Parsnip & Apple Soup (Irish) Recipe

Ingredients

1 tbsp butter
1 lb parsnips, thinly sliced
1 lb apples, peeled/cored/sliced
1 med. onion, chopped
2 tsp curry powder
1 tsp ground cumin
1 tsp ground coriander
1/2 tsp cardamom
1 large clove garlic, crushed
1 1/4 liter beef or chicken stock
150 ml cream
1 salt and pepper
1 chopped chives or parsley


Directions

Heat the butter, and when foaming, add the parsnips, apples, and
onions. Soften them but do not let them color. Add the curry powder,
the spices and garlic; cook for about 2 minutes, stirring well. Pour
in the stock slowly, stirring until well mixed. Cover and simmer
gently for about half an hour, or until the parsnips are quite soft.
Taste for seasoning. Sive or liquidize, and if it seems too thick,
dilute with a little stock or water. Add the cream and reheat, but do
not let it boil. Serve garnished with chopped chives or parsley.


Servings: 6 servings

 

 

Parsnip & Apple Soup (Irish) Recipe brought to you by Recipe Ideas


Categories: Fruit; Soup


The History of Recipes

Recipes as a concept can be observed far back into ancient history, in truth as far into history as the Egypt of the Pharoahs, and maybe even further. Interesting though that maybe, sadly, these early recipes were just basic pictorial instructions for preparing meals.

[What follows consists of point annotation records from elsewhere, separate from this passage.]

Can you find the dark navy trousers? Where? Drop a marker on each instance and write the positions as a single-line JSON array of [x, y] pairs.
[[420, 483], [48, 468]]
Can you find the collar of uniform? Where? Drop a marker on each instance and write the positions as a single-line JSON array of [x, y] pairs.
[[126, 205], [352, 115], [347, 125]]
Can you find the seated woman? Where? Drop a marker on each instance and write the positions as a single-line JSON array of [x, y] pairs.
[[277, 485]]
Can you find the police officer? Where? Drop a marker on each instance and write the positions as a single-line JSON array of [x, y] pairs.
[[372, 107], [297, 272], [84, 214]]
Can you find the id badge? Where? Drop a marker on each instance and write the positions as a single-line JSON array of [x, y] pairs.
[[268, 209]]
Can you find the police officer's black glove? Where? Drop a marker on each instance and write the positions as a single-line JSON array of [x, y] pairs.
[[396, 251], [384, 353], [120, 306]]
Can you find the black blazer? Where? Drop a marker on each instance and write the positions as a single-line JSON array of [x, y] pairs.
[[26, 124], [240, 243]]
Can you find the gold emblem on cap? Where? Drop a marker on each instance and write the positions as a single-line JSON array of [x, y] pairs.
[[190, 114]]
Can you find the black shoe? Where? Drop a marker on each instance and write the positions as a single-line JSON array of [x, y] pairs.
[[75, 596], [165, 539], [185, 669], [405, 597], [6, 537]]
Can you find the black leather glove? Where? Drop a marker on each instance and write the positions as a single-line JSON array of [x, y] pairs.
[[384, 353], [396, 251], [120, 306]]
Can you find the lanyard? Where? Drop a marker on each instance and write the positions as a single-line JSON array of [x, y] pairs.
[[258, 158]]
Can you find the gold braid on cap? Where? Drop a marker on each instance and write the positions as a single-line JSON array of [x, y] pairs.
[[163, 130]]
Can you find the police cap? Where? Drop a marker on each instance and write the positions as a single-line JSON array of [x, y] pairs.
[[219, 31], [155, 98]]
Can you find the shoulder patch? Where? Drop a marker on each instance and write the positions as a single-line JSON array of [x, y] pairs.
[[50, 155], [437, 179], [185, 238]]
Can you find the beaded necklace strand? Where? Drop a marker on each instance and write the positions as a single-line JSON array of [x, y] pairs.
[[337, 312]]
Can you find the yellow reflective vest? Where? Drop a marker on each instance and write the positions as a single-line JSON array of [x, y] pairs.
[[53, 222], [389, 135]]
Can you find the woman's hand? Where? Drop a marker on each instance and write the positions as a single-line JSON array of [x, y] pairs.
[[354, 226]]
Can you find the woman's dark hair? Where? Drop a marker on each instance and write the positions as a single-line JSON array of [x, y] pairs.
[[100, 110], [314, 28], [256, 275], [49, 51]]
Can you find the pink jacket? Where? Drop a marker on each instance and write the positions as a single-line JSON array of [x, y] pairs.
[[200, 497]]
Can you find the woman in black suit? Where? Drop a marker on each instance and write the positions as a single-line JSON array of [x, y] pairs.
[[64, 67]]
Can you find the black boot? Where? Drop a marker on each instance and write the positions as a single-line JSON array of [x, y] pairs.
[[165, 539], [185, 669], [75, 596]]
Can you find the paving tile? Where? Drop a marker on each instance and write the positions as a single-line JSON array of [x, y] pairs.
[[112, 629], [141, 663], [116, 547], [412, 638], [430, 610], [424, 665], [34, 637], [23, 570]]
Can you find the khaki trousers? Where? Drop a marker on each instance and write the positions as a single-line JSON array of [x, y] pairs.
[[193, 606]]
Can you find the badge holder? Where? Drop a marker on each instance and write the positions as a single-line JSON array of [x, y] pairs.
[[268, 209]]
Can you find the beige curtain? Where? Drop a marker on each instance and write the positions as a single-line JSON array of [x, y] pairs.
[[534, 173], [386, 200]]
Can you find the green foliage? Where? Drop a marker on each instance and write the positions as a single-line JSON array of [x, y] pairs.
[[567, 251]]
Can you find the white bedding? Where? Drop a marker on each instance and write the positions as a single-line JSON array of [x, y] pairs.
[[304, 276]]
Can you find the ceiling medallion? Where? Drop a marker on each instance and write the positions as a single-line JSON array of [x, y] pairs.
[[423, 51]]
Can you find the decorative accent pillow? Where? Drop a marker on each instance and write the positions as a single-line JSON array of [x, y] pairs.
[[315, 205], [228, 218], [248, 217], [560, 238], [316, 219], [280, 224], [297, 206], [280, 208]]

Fascinatingly, the most ancient recipe in existence, according to historians is a series of tablets in ancient Sumerian which show the preparation of bread which is then used to make a drink, quite possibly a form of beer as it is recorded as making drinkers feel `exhilarated, wonderful and blissful`.

Progressing into The time of the roman empire around 25BC a roman called Apicius created a collection of documents which described recipes cooked by wealthy Romans. In his scrolls, he describes how the roman meals were split into hors d`oeuvre, main meal and dessert, a very modern way of dining. This early Roman chef informs us how the ancient chefs used many herbs, including some familiar names such as bay, rue and asafoetida.

Over the following few centuries, the rich and powerful families of the West tried to serve up the most extravagent banquests, and as a consequence, chefs and their collection of recipes were greatly in demand. Even so, it wasn`t until the 19th century that fine cookery and cookery books became popular. Mrs Isabella Beeton in the UK, and the equally famous Fannie Merritt Farmer in the USA, dedicated their lives to collating, verifying, and writing down popular recipes of the day.

When we get to the 1900s, cookery books are starting to become popular as a result of more people being able to read, increased leisure time and having more money.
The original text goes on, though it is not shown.